You could get zapped for $200.


----------



## CHamilton (Jan 25, 2012)

Yes, it happens. This story made me very sad.

'Train Surfing" becoming a popular commuter sport


----------



## The Davy Crockett (Jan 25, 2012)

DET63 said:


> You could get zapped for $200.


On the sign, why are the skull and crossbones next to "$200.00 FINE" and not "INSTANT DEATH"?

Are taxes more 'deadly' than death? :unsure:


----------



## the_traveler (Jan 26, 2012)

I would love to be in the courtroom when they roll in the corpse and the judge demands the $200 fine!



Then when the corpse remains quiet, the judge rules "contempt of court" and sentences the corpse to 6 months in jail!





Now that's a TOUGH judge!


----------



## DET63 (Jan 27, 2012)

The Davy Crockett said:


> DET63 said:
> 
> 
> > You could get zapped for $200.
> ...


My guess would be that there is simply more room next to the "$200 Fine," even though the icons or images should indeed be on the "Instant Death" line.

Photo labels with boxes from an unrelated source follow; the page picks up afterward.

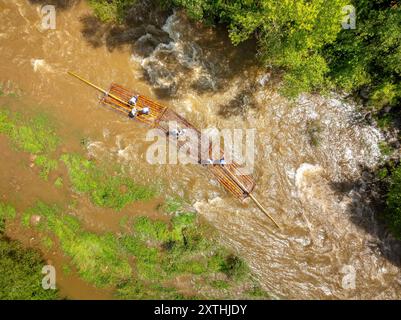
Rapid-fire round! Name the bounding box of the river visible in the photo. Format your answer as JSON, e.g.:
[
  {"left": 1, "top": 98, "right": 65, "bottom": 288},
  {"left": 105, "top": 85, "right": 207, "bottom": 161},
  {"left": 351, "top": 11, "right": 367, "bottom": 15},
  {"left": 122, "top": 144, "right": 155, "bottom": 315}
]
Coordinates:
[{"left": 0, "top": 0, "right": 401, "bottom": 299}]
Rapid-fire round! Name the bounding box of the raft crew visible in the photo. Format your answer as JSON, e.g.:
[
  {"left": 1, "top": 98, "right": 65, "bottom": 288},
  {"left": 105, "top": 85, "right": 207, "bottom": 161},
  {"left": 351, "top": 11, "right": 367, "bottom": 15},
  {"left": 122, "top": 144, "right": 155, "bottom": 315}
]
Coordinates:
[
  {"left": 168, "top": 129, "right": 187, "bottom": 139},
  {"left": 128, "top": 96, "right": 138, "bottom": 106},
  {"left": 200, "top": 157, "right": 227, "bottom": 166}
]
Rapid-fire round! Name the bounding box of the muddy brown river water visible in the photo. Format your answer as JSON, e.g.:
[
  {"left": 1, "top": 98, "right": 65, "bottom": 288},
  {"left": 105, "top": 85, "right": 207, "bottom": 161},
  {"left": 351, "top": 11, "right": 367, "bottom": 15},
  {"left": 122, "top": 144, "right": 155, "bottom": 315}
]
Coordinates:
[{"left": 0, "top": 0, "right": 401, "bottom": 299}]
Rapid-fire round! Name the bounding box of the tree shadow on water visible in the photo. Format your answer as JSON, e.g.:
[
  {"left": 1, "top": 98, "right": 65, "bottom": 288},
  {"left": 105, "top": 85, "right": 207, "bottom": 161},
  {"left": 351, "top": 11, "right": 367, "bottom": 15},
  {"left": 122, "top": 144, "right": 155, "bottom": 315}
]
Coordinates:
[
  {"left": 76, "top": 0, "right": 257, "bottom": 102},
  {"left": 331, "top": 168, "right": 401, "bottom": 267}
]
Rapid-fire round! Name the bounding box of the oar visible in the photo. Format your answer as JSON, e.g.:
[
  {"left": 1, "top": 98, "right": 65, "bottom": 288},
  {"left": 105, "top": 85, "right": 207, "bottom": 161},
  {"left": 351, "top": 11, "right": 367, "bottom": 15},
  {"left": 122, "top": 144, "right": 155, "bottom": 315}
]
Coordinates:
[
  {"left": 68, "top": 71, "right": 136, "bottom": 108},
  {"left": 68, "top": 71, "right": 281, "bottom": 229},
  {"left": 223, "top": 165, "right": 281, "bottom": 229}
]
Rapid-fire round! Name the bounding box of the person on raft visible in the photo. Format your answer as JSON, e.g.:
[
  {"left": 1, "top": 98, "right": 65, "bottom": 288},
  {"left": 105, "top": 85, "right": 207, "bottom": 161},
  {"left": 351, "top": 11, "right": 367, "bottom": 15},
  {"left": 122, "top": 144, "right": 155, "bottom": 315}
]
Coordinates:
[
  {"left": 200, "top": 157, "right": 227, "bottom": 166},
  {"left": 128, "top": 96, "right": 150, "bottom": 118},
  {"left": 168, "top": 129, "right": 186, "bottom": 139},
  {"left": 128, "top": 107, "right": 150, "bottom": 118}
]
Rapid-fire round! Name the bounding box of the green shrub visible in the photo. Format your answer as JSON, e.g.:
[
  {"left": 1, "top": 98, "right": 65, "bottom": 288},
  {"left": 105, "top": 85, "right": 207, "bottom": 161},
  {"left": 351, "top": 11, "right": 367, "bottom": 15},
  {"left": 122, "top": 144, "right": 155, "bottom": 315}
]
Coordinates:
[
  {"left": 0, "top": 236, "right": 58, "bottom": 300},
  {"left": 61, "top": 154, "right": 155, "bottom": 210},
  {"left": 385, "top": 166, "right": 401, "bottom": 239}
]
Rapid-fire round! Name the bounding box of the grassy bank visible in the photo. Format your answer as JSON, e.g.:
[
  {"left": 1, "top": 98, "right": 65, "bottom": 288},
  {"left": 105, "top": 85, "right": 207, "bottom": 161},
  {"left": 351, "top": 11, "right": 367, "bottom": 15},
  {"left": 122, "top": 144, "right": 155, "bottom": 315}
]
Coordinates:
[
  {"left": 0, "top": 203, "right": 59, "bottom": 300},
  {"left": 0, "top": 102, "right": 268, "bottom": 299}
]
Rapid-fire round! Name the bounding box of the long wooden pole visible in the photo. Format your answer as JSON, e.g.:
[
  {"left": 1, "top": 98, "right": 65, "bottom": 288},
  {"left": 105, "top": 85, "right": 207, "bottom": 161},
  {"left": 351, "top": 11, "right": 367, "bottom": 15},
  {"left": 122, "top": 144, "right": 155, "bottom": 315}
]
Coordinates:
[
  {"left": 68, "top": 71, "right": 131, "bottom": 108},
  {"left": 68, "top": 71, "right": 281, "bottom": 229},
  {"left": 223, "top": 169, "right": 281, "bottom": 229}
]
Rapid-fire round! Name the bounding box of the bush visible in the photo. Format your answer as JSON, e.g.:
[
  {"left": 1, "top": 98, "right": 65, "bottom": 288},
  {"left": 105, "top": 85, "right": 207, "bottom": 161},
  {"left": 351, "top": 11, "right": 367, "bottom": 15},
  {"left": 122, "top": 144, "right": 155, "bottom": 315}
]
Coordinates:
[
  {"left": 0, "top": 236, "right": 58, "bottom": 300},
  {"left": 385, "top": 166, "right": 401, "bottom": 239}
]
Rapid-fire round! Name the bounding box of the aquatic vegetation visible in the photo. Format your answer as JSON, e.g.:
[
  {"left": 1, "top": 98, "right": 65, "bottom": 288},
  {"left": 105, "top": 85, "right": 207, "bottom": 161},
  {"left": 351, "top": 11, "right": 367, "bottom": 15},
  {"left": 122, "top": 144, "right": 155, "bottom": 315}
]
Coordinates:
[
  {"left": 0, "top": 235, "right": 59, "bottom": 300},
  {"left": 61, "top": 154, "right": 155, "bottom": 210},
  {"left": 34, "top": 155, "right": 58, "bottom": 180},
  {"left": 0, "top": 202, "right": 58, "bottom": 300},
  {"left": 24, "top": 202, "right": 131, "bottom": 287},
  {"left": 0, "top": 110, "right": 60, "bottom": 180},
  {"left": 16, "top": 202, "right": 266, "bottom": 299}
]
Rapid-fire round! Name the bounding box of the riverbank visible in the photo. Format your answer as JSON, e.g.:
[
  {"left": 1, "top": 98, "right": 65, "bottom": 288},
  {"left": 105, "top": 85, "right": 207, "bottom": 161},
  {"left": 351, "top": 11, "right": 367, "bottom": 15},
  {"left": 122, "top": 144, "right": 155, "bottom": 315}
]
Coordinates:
[
  {"left": 0, "top": 0, "right": 400, "bottom": 299},
  {"left": 0, "top": 94, "right": 268, "bottom": 299}
]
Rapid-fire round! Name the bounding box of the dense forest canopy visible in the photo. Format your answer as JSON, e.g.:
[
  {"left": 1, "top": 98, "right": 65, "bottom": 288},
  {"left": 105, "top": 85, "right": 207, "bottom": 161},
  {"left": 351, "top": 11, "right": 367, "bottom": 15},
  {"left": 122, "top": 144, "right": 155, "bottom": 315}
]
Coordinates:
[
  {"left": 90, "top": 0, "right": 401, "bottom": 111},
  {"left": 90, "top": 0, "right": 401, "bottom": 238}
]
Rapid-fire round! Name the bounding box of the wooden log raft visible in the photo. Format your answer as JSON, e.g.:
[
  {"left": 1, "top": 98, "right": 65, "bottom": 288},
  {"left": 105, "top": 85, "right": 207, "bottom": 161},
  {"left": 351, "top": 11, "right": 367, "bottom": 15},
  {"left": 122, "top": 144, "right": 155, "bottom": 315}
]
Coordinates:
[{"left": 68, "top": 72, "right": 280, "bottom": 228}]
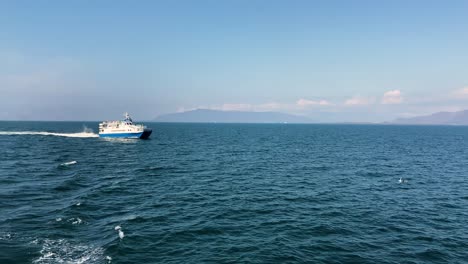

If I were to design the sign, I'd make the "$200 Fine" letters and number larger and put the skull and crossbones next to the "death" threat. People would probably pay more attention to—and thus heed—the "fine" threat anyway.


----------



## DET63 (Jan 27, 2012)

the_traveler said:


> I would love to be in the courtroom when they roll in the corpse and the judge demands the $200 fine!
> 
> 
> 
> ...


Judge Roy Bean (who supposedly fined a man for some offense AFTER he'd been killed).


----------



## Bob Dylan (Jan 27, 2012)

DET63 said:


> the_traveler said:
> 
> 
> > I would love to be in the courtroom when they roll in the corpse and the judge demands the $200 fine!
> ...


True story! The actual Fine, according to the story, was what the corpse had in his pocket when searched per order of Judge Bean!!  ! ($50 is amount I've always heard!)


----------



## the_traveler (Jan 28, 2012)

jimhudson said:


> DET63 said:
> 
> 
> > the_traveler said:
> ...


If his clothes got soaked in the rain first, would he be convicted of "money laundering" also?


----------



## TCRT (Jan 29, 2012)

DET63 said:


> the_traveler said:
> 
> 
> > I would love to be in the courtroom when they roll in the corpse and the judge demands the $200 fine!
> ...


There's also the case of Pope Stephen VII placing the dead body of his predecessor on trial, finding the defenseless defendant guilty, and having him stripped of his papal vestments and thrown into a river (http://en.wikipedia....i/Cadaver_synod).


----------